Dans Le cas Richard Jewell, le vétéran Clint Eastwood confirme cette vague de patriotisme américain entamée depuis American Sniper et poursuivie avec Sully et Le 15h17 pour Paris. Ici, il raconte l’histoire vraie d’un homme qui rêvait d’être policier, fier du système américain et qui fut lynché, tant par la presse, que par ceux qu’il admirait. Cet homme rondouillard et sympathique respectait la loi, et fut suspecté pour un motif très hasardeux par le FBI. Dans le film de Eastwood, on assiste à la chute de celui qui fut durant quelque jours un héros national, avant d’être traîné dans la boue suite à une fuite d’information par une journaliste véreuse (Olivia Wilde), qui s’était adonnée à quelques échanges avec l’agent du FBI responsable de l’enquête (John Hamm).

La presse, autrement dit le 4e Pouvoir aux USA, qui peut se targuer d’avoir fait tomber un Président (Nixon), est capable de faire une montagne avec un caillou. Harcelant Richard jour et nuit, campant devant sa maison, lui posant des questions effroyables à chacune de ses sorties, avant qu’il leur livre « la vérité ». Clint filme cela sans pudeur, montrant à quel point il est facile de détruire une personne. Kathy Bates, en mère courage de Richard, montre à quel point il est dur de voir son enfant être traité de la sorte.

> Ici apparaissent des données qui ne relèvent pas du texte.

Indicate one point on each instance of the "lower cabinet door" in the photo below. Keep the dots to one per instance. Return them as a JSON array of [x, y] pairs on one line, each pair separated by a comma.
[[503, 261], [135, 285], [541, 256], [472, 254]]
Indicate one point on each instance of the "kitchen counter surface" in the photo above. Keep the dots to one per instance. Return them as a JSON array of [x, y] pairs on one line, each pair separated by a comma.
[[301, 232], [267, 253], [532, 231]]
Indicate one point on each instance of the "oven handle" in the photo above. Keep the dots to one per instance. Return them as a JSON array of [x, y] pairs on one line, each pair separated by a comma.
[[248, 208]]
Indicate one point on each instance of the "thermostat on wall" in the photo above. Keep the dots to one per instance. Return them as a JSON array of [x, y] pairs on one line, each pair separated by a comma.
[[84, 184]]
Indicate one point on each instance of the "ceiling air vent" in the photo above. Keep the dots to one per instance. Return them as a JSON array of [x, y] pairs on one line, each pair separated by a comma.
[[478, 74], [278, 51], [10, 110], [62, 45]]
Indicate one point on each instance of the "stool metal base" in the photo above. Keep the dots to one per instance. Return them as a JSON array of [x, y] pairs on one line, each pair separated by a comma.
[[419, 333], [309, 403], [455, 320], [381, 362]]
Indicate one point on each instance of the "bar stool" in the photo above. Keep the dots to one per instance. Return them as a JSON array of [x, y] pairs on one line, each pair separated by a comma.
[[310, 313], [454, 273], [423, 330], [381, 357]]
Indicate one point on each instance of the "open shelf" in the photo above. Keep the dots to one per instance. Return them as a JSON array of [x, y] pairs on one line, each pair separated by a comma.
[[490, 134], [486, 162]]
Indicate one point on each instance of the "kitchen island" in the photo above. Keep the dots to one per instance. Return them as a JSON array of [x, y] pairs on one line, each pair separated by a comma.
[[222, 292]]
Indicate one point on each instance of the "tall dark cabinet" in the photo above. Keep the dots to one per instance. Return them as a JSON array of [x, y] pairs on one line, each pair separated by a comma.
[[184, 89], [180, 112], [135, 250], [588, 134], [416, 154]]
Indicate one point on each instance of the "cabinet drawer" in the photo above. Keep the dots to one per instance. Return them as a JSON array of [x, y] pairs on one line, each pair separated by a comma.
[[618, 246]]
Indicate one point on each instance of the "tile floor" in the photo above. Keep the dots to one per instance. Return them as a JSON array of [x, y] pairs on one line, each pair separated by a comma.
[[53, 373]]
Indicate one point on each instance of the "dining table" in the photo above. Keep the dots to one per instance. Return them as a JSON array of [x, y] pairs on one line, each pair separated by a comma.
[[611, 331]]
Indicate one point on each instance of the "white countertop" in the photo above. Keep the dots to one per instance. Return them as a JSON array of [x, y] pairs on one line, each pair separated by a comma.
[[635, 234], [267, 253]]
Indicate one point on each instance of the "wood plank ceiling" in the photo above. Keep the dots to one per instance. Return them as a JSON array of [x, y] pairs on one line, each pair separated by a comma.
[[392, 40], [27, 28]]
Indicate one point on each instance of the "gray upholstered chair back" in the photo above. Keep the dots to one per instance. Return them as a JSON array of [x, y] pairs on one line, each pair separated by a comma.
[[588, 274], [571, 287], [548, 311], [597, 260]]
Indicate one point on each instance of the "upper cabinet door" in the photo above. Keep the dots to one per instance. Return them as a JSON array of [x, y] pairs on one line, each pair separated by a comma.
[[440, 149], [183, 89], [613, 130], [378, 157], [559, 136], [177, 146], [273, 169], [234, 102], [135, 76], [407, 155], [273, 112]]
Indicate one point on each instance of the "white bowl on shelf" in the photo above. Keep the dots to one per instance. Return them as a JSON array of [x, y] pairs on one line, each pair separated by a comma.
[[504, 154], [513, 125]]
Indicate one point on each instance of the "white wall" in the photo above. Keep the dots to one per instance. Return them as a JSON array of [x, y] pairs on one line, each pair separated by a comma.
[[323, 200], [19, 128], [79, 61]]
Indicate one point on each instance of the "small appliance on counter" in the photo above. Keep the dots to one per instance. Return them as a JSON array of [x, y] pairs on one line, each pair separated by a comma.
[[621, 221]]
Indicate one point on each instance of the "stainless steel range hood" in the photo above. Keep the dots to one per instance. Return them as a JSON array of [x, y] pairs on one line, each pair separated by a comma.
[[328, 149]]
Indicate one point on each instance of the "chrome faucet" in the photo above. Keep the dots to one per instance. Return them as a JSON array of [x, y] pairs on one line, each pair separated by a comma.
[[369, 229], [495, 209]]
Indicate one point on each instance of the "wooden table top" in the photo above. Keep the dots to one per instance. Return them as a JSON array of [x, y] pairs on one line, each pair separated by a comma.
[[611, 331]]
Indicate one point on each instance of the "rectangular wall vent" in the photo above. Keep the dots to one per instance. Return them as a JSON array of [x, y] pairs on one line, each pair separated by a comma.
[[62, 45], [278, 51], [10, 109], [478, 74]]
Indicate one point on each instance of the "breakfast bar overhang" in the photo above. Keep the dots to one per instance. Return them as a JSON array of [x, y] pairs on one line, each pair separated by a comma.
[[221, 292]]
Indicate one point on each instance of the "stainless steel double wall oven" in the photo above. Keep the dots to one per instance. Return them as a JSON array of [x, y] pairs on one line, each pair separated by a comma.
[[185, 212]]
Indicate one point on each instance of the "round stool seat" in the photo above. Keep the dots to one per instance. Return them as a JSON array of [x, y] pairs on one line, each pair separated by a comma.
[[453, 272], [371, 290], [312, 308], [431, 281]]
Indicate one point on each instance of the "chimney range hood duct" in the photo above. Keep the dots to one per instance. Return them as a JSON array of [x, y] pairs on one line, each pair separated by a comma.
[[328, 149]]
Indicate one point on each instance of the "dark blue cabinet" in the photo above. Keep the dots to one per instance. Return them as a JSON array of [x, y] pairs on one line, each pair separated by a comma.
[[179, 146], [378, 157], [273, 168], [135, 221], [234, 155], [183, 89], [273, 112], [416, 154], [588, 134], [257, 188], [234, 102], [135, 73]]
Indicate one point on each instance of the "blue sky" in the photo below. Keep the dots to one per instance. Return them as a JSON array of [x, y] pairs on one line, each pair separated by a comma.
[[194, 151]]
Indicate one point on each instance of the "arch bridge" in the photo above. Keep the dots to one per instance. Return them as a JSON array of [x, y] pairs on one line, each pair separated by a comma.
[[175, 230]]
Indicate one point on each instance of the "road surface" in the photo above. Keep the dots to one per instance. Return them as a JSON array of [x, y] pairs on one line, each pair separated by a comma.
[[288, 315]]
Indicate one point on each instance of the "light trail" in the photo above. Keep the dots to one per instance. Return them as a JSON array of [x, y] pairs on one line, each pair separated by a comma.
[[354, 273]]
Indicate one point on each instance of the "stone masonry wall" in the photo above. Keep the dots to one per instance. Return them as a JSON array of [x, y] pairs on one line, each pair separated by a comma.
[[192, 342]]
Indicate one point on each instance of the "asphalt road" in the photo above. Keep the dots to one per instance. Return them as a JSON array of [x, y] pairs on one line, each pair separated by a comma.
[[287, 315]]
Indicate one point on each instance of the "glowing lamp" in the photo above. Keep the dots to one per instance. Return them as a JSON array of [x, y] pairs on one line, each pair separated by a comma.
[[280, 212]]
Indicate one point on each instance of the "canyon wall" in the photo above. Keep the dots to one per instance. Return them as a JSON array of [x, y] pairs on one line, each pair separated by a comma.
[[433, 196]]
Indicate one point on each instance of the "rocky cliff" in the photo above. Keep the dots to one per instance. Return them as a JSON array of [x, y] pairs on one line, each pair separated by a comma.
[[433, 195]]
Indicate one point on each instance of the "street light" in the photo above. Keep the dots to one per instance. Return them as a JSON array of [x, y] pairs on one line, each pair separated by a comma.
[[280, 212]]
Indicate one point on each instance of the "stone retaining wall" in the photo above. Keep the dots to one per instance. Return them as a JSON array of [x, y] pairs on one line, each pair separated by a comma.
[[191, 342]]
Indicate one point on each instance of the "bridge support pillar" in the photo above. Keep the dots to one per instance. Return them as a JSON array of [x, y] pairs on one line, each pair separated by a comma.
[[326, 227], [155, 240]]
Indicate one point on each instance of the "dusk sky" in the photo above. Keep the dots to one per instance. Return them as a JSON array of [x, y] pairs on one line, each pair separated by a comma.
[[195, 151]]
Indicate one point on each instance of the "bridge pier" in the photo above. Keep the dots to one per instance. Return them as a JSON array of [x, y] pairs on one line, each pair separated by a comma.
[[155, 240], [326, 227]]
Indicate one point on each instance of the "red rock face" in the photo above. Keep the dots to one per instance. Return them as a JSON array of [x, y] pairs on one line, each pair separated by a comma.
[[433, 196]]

Le FBI n’est pas sans reste dans le film : ses méthodes sont inqualifiables dans cette affaire et en violation de tous les droits fondamentaux : la scène où ils demande à Richard de signer un papier où il renonce à exercer ses droits ou celle où il lui demande de répéter la phrase que le tueur a prononcé lors de son appel anonyme et l’enregistre ensuite en sont de bons exemples.

Cependant, Richard, le bouc-émissaire idéal, celui à qui faire porter le chapeau lorsque l’on a pas la moindre piste, ne sera pas aussi stupide que les gens sembleront le penser : il comprendra vite que les forces fédérales ne sont pas de son côté, et fera appel à un avocat et ami, Watson Bryant (Sam Rockwell).

Il en résulte à nouveau, de la part de Clint Eastwood, un récit hautement humaniste sur un personnage méconnu. Il n’était ni riche ni célèbre, et s’est montré idéaliste en croyant à un système corrompu, avant de décider de se battre et de sauver son honneur (notre note : 9/10).